No one who cared in the least about fresh air and exercise and who had a ticket was about to miss the big game, however. It is a ritual as much as anything, like Texas-Oklahoma or Army-Navy. And after all, this time both teams were undefeated for the first time since 1952. It did not have the added importance of Who's No. 1? and the Heisman Trophy as it did two years ago in what has become cherished as the O.J. Simpson-Gary Beban game. But it had the old question of whether USC's John McKay has UCLA's Tommy Prothro's number, or vice versa, and the new question of precisely how good the two teams were, being unbeaten but practically forgotten in terms of national prestige.

This, of course, was the situation on Friday. By noon Saturday, after everyone had watched TV and seen Michigan do that unbelievable thing to Woody Hayes and Ohio State, the Trojans and Bruins had even more incentive. Suddenly everybody was back in the race for No. 1.

The gates to the coliseum had opened at 9 a.m. so the students from both schools could enter and begin what has become one of the longest and most colorful days in sport.
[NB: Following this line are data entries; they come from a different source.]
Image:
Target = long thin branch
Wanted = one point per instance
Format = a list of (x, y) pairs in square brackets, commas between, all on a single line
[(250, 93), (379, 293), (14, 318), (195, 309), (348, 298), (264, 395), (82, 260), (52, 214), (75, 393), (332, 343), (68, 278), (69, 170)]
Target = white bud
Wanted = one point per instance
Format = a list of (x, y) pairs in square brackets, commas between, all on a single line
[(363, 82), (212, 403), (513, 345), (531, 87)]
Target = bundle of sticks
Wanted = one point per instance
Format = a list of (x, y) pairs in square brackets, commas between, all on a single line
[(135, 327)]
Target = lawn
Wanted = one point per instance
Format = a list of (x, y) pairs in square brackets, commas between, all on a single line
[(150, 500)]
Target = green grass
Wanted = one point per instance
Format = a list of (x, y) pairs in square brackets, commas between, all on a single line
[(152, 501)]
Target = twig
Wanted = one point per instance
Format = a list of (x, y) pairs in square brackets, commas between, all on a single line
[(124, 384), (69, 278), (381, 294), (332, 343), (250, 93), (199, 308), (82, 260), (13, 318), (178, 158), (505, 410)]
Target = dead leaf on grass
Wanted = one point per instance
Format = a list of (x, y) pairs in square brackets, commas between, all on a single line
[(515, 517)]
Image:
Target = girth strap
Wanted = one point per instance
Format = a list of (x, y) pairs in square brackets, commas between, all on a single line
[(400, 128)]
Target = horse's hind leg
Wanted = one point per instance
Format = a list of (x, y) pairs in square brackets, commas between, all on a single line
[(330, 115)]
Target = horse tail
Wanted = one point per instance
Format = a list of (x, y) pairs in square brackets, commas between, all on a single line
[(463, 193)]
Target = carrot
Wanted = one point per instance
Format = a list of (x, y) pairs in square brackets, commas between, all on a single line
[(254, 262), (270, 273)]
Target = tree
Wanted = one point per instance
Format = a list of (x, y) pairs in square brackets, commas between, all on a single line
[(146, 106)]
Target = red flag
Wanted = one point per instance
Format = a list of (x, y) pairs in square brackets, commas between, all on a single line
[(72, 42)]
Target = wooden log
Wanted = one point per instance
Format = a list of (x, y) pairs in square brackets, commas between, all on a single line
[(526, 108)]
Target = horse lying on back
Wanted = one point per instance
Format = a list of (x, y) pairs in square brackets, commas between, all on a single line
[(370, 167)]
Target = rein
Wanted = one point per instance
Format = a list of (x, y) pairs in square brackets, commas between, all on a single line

They bring food and drink, they bring music, and they turn the coliseum into perhaps the world's largest open-air discotheque. This time they listened to Ohio State take the 10-count on the radio and they let out howls between dancing and beverages and needling one another across the field.

When the game started, UCLA looked like it might lay as big a claim to No. 1 as any other undefeated team. Dennis Dummit rolled the Bruins 75 yards in eight plays for a touchdown which came on Greg Jones' pass to George Farmer, a surprise halfback-to-wingback flip which Prothro ordered on third-and-one. The play covered 41 yards and caught the Wild Bunch snoozing for one of only two times. The other time came when Dummit hit Brad Lyman with a 57-yarder there at the last, the play which set up his go-ahead scoring pass to Gwen Cooper from the USC seven.

In between all of this, however, the game belonged to the Wild Bunch. They kept the Bruins back in their own end of the field, and it seemed they would never get out. The Wild Bunch would pound Dummit and then help him up, and End Charlie Weaver would say, "Come on, get up so we can hit you again." Weaver explained, "We hoped to discourage him somewhat. And I think we did. By the middle of the third quarter I thought he began to panic. He'd drop back and start looking for us instead of his receivers, and he'd get rid of it before he wanted to."

Actually, everyone should have known the Trojans would find a way. On Friday the Bruins had an ex-student named Raquel Welch at a pep rally, but on Saturday the Trojans had Anthony Quinn and Bill Cosby on their bench. And guys can beat girls at football any old time.